Henk wrote: Thu Oct 11, 2018 4:07 pm
Henk wrote: Mon Oct 08, 2018 5:30 pm Validation error four layers one filter each does not go below val 0.2 using 100K training examples
Increasing number of layers with only one filter did not help.
So you need at least one layer with two filters or more.
3 filters did no go below 0.13
I skip 5 filters so trying now 7 filters. Each layer or trap uses a copy layer(connection) too. Like in residual network. I'm currently using only eight layers so residual network not necessary.
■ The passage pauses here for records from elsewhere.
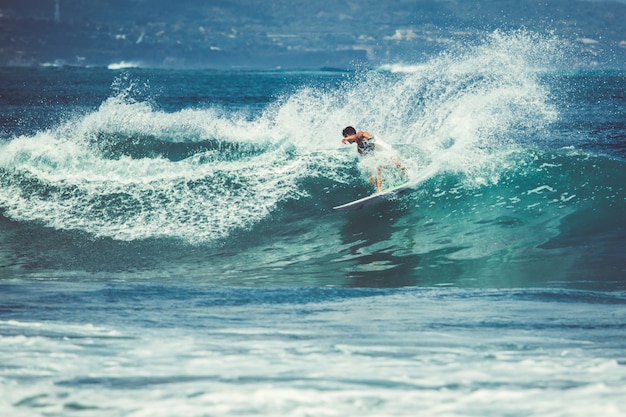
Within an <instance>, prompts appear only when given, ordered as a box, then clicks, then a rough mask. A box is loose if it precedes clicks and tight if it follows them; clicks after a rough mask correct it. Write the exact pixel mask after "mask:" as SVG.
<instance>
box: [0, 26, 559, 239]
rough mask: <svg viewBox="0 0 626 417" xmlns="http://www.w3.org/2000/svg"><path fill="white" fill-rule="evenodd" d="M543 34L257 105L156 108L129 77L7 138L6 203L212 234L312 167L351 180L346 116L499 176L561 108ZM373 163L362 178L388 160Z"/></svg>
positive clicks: (265, 213)
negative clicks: (214, 106) (539, 77)
mask: <svg viewBox="0 0 626 417" xmlns="http://www.w3.org/2000/svg"><path fill="white" fill-rule="evenodd" d="M546 45H550V41H549V40H548V41H547V40H545V39H537V38H534V37H533V36H530V35H528V34H525V33H514V34H510V35H504V34H498V33H496V34H494V35H493V36H492V37H491V38H489V39H488V40H487V41H486V42H485V43H484V44H481V45H476V46H472V47H470V48H468V49H467V50H464V51H462V52H459V53H457V54H453V53H449V54H445V55H442V56H440V57H437V58H435V59H433V60H431V61H429V62H427V63H425V64H424V65H423V66H422V68H421V70H420V71H417V72H411V73H409V74H403V75H395V74H394V75H390V74H384V73H380V72H376V71H373V72H367V73H361V74H357V75H356V77H355V78H354V79H353V80H350V81H347V82H346V83H344V84H343V85H341V86H340V87H339V88H337V89H333V90H329V89H320V88H316V87H306V88H301V89H299V90H298V91H297V92H295V93H293V94H290V95H288V96H285V97H283V98H281V99H278V100H276V101H275V102H274V103H272V104H270V105H268V106H267V107H266V109H265V110H264V111H263V112H262V113H261V114H258V115H256V116H254V117H250V115H248V114H245V115H244V114H242V113H241V112H240V111H230V112H229V111H227V110H225V109H217V108H203V109H194V108H190V109H182V110H179V111H175V112H169V113H168V112H165V111H162V110H157V109H154V108H153V106H152V105H151V103H150V102H149V101H137V100H136V99H133V98H132V96H133V94H132V93H133V89H135V88H140V87H138V86H137V85H136V83H134V82H132V81H129V80H128V79H127V76H121V77H120V79H119V80H118V81H116V84H115V85H114V87H115V89H117V93H116V94H115V95H114V96H112V97H110V98H109V99H107V100H106V101H105V102H103V103H102V105H101V106H100V108H99V109H98V110H97V111H95V112H92V113H91V114H88V115H86V116H81V117H77V118H74V119H71V120H68V121H67V122H66V123H65V124H63V125H61V126H59V127H57V128H54V129H52V128H51V129H50V130H48V131H43V132H40V133H38V134H36V135H33V136H29V137H19V138H15V139H13V140H12V141H10V142H9V143H8V144H4V145H2V152H1V153H0V167H2V168H3V169H5V170H6V171H7V172H9V173H11V174H10V175H8V176H5V178H4V179H3V184H2V185H3V187H2V191H0V205H1V206H2V207H3V208H4V210H5V213H6V215H8V216H9V217H11V218H13V219H16V220H25V221H39V222H42V223H43V224H45V225H48V226H51V227H54V228H58V229H63V230H80V231H84V232H87V233H88V234H91V235H94V236H99V237H110V238H114V239H119V240H134V239H146V238H154V237H169V238H175V239H183V240H186V241H190V242H210V241H215V240H219V239H223V238H225V237H227V236H229V234H230V233H232V232H233V231H235V230H239V229H243V228H247V227H250V226H253V225H255V224H257V223H258V222H259V221H261V220H262V219H264V218H266V217H267V216H268V215H269V214H270V213H271V212H272V211H273V210H274V209H275V208H276V206H277V204H279V203H280V202H282V201H286V200H289V199H297V198H300V197H301V196H302V195H304V194H306V191H305V190H302V189H300V186H299V184H300V182H301V180H303V179H306V178H317V177H324V178H326V179H328V180H330V181H339V182H342V181H343V182H345V181H346V177H345V175H344V174H343V172H344V171H345V169H347V167H349V166H350V165H351V164H352V163H353V162H352V161H353V159H352V158H353V157H354V156H355V155H356V152H354V153H346V152H339V150H340V149H341V148H344V149H345V145H341V142H340V139H341V136H340V132H341V129H342V128H343V127H344V126H345V125H348V124H351V125H354V126H356V127H357V128H358V129H362V130H367V131H370V132H371V133H373V134H374V135H375V136H376V137H378V138H381V139H383V140H385V141H386V142H388V143H390V144H391V145H392V146H393V147H395V148H396V151H397V152H398V153H399V154H400V155H401V157H402V164H403V165H404V166H405V167H406V168H407V169H408V173H409V176H410V177H413V178H415V177H419V176H420V175H421V173H423V172H424V169H426V167H430V168H428V169H432V167H437V169H438V170H443V171H448V172H453V173H455V174H459V175H461V176H462V177H463V178H465V180H466V181H467V182H469V183H472V182H474V183H477V184H484V183H485V179H486V181H491V182H497V181H498V176H499V173H500V172H501V171H502V169H503V164H504V163H505V161H506V155H508V153H509V152H510V149H511V146H512V145H514V144H515V140H514V137H515V135H516V134H518V132H519V131H523V132H525V131H527V130H530V129H540V128H541V127H542V126H545V125H546V124H548V123H550V122H551V121H553V120H554V119H555V117H556V112H555V110H554V108H553V107H552V106H551V105H550V104H549V103H548V100H547V97H548V91H547V89H546V88H545V87H544V86H542V85H541V83H540V82H539V81H538V79H537V77H536V67H537V65H539V64H538V63H540V61H541V58H542V57H544V56H545V55H547V54H548V52H549V51H548V52H547V51H546V49H549V47H548V46H546ZM125 83H126V84H125ZM172 144H185V145H189V146H196V145H198V144H200V147H196V148H193V150H192V151H189V153H188V154H182V155H177V156H176V157H175V158H170V157H168V155H167V154H164V153H159V151H155V150H154V149H155V147H157V148H158V147H159V146H160V147H161V148H163V147H165V148H167V147H171V145H172ZM202 144H205V145H206V146H205V148H201V146H202ZM225 149H235V151H233V152H235V153H234V155H235V157H233V155H232V154H227V153H226V152H225ZM241 149H243V151H242V150H241ZM237 152H240V153H239V154H237ZM228 155H230V156H228ZM387 159H391V156H389V157H388V158H387ZM366 162H367V161H366V160H365V159H364V160H362V161H361V165H360V166H361V169H362V171H363V177H365V178H367V174H368V172H369V171H372V170H374V169H375V165H379V164H385V161H382V162H379V161H378V160H376V161H375V162H373V163H372V164H367V163H366ZM386 163H387V164H389V161H387V162H386Z"/></svg>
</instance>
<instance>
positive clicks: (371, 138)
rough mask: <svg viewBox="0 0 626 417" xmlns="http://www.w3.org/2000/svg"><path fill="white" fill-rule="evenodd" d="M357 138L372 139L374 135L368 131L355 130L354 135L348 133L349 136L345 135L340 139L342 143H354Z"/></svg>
mask: <svg viewBox="0 0 626 417" xmlns="http://www.w3.org/2000/svg"><path fill="white" fill-rule="evenodd" d="M358 139H361V140H370V139H374V135H372V134H371V133H368V132H356V133H355V134H354V135H349V136H346V137H345V138H343V139H342V140H341V143H343V144H346V143H354V142H356V141H357V140H358Z"/></svg>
Downside is that network gets slower and slower.
smatovic
Posts: 2639
Joined: Wed Mar 10, 2010 10:18 pm
Location: Hamburg, Germany
Full name: Srdja Matovic

Re: Minimal network

Post by smatovic »

Henk wrote: Mon Oct 08, 2018 5:30 pm Downside is that network gets slower and slower.
1 TFLOPS for 50 bucks...
https://www.ebay.com/sch/i.html?_nkw=nvidia+GTX+750

--
Srdja
Henk
Posts: 7216
Joined: Mon May 27, 2013 10:31 am

Re: Minimal network

Post by Henk »

smatovic wrote: Thu Oct 18, 2018 5:08 pm
Henk wrote: Mon Oct 08, 2018 5:30 pm Downside is that network gets slower and slower.
1 TFLOPS for 50 bucks...
https://www.ebay.com/sch/i.html?_nkw=nvidia+GTX+750

--
Srdja
Yes i know they are not that expensive but I don't know how to install them in my current laptop. Actually I'm scared of opening computers. Maybe afterwards my laptop won't work anymore etc. Maybe if there is some fool proof method to install them. I don't know yet.